トランプ政治集会の中で聞いた、「優しい」支持者たちの本音
鳴りやまない「トランプ!トランプ!」の大合唱に、「USA!」コール。1時間以上に及ぶスピーチで、トランプは「大統領候補」だったときのようなトランプ節を繰り広げた。メキシコ国境に壁を作ると言い、人種差別的な取り締まりで有罪判決を受けた元保安官アルパイオへの恩赦を示唆し、シャーロッツビルの衝突事件に対する自分の対応を擁護しながら、リベラルメディアはフェイクニュースばかりを流していると主張した。
トランプが語りかけるたびに、支持者たちは「CNN、最悪!」「あいつらは嘘つきだ!」と盛り上がる。その一方で、身長が低い私にトランプが見える位置まで場所を譲ってくれたりする。
今日のトランプのスピーチは、支持者から見れば「すべて真っ当」な言い分であり、支持しない人から見れば「大統領でありながら国家をますます分断するような発言」の連続だった。こうした見解の相違は、会場の外に一歩出ると体を張った対立へとエスカレートしていた。
「ラブの力でみんなを1つにできないかな」
外に出ると、トランプ支持者たちを待ち構えていた抗議者たちに囲まれた。総動員された警官や州兵が壁となってバリケードを作るなか、一触即発の状態があちこちで生まれていく。
私の目の前で、「ノーKKK、ノー人種差別のアメリカ、ノートランプ!」と合唱する若い女性たちに、トランプ支持者の白人男性が近づいていく。
「俺はKKKもナチスも支持しない。それでもトランプ支持者は全員レイシストだっていうのか?」と冷静に話をしようとする男性に対して、女性たちは「トランプを支持している限りレイシストだ!」と中指を立て、それでも話を続けようとする男性に叫び続けた。ここでは、抗議者の側が聞く耳を持たず、言葉の上では抗議者のほうが攻撃的に見える状況が繰り広げられていた。

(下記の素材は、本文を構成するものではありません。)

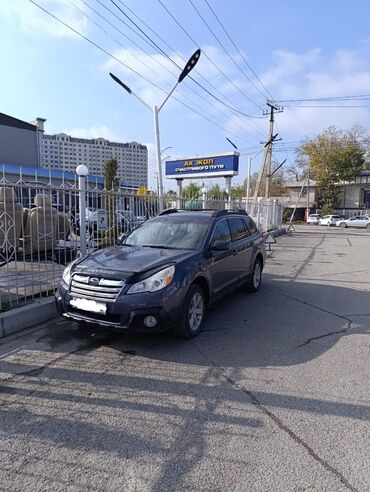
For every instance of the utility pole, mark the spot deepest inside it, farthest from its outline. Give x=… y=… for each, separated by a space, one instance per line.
x=265 y=170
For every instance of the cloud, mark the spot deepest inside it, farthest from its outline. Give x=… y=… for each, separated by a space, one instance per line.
x=29 y=18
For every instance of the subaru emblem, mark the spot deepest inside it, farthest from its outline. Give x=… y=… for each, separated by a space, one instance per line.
x=93 y=281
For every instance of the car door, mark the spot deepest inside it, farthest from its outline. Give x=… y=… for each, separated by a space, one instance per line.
x=242 y=247
x=355 y=221
x=221 y=268
x=362 y=221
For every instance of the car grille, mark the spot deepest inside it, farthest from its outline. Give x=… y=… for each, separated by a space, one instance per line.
x=95 y=288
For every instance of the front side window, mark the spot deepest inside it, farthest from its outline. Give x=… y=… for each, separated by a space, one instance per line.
x=251 y=226
x=237 y=228
x=169 y=232
x=221 y=232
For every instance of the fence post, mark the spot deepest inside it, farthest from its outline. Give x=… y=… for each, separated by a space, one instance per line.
x=204 y=198
x=82 y=171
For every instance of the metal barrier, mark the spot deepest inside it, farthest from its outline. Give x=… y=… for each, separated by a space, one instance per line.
x=42 y=229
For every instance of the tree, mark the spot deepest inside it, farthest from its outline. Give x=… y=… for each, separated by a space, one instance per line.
x=111 y=182
x=333 y=156
x=215 y=193
x=191 y=191
x=142 y=191
x=277 y=184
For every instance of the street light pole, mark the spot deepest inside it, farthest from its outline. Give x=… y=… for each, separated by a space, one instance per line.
x=187 y=69
x=250 y=157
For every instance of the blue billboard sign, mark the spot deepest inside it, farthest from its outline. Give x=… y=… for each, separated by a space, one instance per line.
x=204 y=167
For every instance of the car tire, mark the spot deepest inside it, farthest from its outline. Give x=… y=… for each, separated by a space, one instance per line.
x=254 y=282
x=193 y=314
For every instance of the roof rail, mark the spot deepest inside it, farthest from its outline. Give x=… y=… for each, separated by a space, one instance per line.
x=218 y=213
x=168 y=211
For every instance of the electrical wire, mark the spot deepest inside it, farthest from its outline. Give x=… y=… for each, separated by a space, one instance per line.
x=155 y=45
x=148 y=54
x=225 y=50
x=365 y=97
x=200 y=75
x=205 y=54
x=238 y=50
x=120 y=62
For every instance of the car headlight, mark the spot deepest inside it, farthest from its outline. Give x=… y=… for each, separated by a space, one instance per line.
x=155 y=282
x=67 y=274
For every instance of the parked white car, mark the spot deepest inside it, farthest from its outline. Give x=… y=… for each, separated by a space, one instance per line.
x=360 y=221
x=313 y=219
x=329 y=220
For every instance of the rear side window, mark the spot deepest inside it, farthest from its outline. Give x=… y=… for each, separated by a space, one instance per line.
x=238 y=229
x=221 y=232
x=251 y=226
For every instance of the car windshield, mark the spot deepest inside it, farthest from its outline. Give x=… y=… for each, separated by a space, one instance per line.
x=169 y=232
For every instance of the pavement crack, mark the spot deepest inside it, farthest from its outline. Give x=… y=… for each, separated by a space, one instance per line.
x=279 y=422
x=339 y=332
x=306 y=303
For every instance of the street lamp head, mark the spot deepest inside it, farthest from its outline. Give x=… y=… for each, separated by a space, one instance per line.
x=190 y=65
x=119 y=82
x=82 y=170
x=232 y=143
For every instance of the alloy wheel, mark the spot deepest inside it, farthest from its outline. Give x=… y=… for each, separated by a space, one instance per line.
x=196 y=311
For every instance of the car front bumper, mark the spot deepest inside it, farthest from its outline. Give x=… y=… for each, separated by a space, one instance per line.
x=127 y=313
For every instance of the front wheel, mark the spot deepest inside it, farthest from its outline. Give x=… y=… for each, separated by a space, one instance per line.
x=254 y=282
x=193 y=313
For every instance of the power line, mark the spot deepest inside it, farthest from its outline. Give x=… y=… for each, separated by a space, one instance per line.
x=365 y=97
x=205 y=54
x=199 y=74
x=123 y=64
x=238 y=50
x=325 y=106
x=152 y=43
x=224 y=49
x=127 y=37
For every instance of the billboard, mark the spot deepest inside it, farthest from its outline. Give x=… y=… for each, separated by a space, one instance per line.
x=203 y=167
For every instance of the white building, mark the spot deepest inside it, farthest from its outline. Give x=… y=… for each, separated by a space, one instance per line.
x=63 y=152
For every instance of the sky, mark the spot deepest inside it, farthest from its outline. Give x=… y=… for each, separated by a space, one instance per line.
x=251 y=52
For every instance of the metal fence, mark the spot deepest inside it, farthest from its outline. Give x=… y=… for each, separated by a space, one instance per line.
x=42 y=229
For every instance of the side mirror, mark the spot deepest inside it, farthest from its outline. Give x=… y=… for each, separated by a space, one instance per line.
x=220 y=245
x=121 y=238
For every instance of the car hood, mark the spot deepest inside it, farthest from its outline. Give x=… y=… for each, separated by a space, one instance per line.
x=127 y=261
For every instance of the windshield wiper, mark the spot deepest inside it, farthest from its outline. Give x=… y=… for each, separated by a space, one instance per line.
x=159 y=246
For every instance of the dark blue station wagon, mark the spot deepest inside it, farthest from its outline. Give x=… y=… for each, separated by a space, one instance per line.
x=165 y=273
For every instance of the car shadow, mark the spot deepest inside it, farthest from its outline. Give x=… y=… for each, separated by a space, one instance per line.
x=283 y=324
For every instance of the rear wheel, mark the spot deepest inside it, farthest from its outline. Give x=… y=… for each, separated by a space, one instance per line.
x=254 y=282
x=193 y=313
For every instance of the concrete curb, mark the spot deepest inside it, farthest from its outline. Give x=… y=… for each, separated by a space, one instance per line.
x=26 y=316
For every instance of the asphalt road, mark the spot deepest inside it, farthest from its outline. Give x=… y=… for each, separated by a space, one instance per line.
x=272 y=396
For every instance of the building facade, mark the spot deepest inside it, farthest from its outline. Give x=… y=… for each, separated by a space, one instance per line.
x=354 y=194
x=18 y=142
x=63 y=152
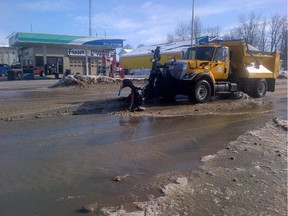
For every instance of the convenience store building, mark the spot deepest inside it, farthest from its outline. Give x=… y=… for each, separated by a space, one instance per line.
x=58 y=53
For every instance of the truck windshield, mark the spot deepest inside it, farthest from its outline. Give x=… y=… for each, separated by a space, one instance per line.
x=199 y=53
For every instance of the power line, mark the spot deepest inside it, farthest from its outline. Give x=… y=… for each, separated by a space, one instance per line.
x=90 y=19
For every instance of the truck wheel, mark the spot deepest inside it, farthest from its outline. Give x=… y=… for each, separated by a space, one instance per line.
x=260 y=88
x=201 y=92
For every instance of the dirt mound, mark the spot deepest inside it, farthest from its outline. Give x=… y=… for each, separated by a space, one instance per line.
x=85 y=80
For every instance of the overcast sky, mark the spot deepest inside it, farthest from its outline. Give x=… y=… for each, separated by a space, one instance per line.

ふと隣を見ると、この光景を見ていたメキシコ人のヘレナ・セッセーナ(21)が「どちらの側も、同じくらい熱心なだけなのに」と悲しそうな目をしていた。「政治上の意見の相違なんて、小さなこと。ヒッピーみたいな考えかもしれないけど、ラブの力でみんなを1つにできないかな」
おそらくもう、「小さなこと」にできる地点はどちらの側も通り過ぎてしまったのだろう。帰り道、すれ違う人々にハイタッチを求めていたトランプ支持者の男性はこう言った。「ラブのサインを掲げている人たちは、俺とは握手しないぜ」
ホテルに戻ってCNNをつけると、キャスターと保守派のコメンテーターが集会への感想として真逆の見解を怒鳴り合って収拾がつかなくなっていた。しばらくすると、テレビの画面はコンベンションセンター前で抗議者と警察が対立し、警察側が催涙弾を使う様子を伝え始めた。外の気温は夜10時の時点で35度。アメリカを蝕む熱風は、しばらく冷めやりそうにない。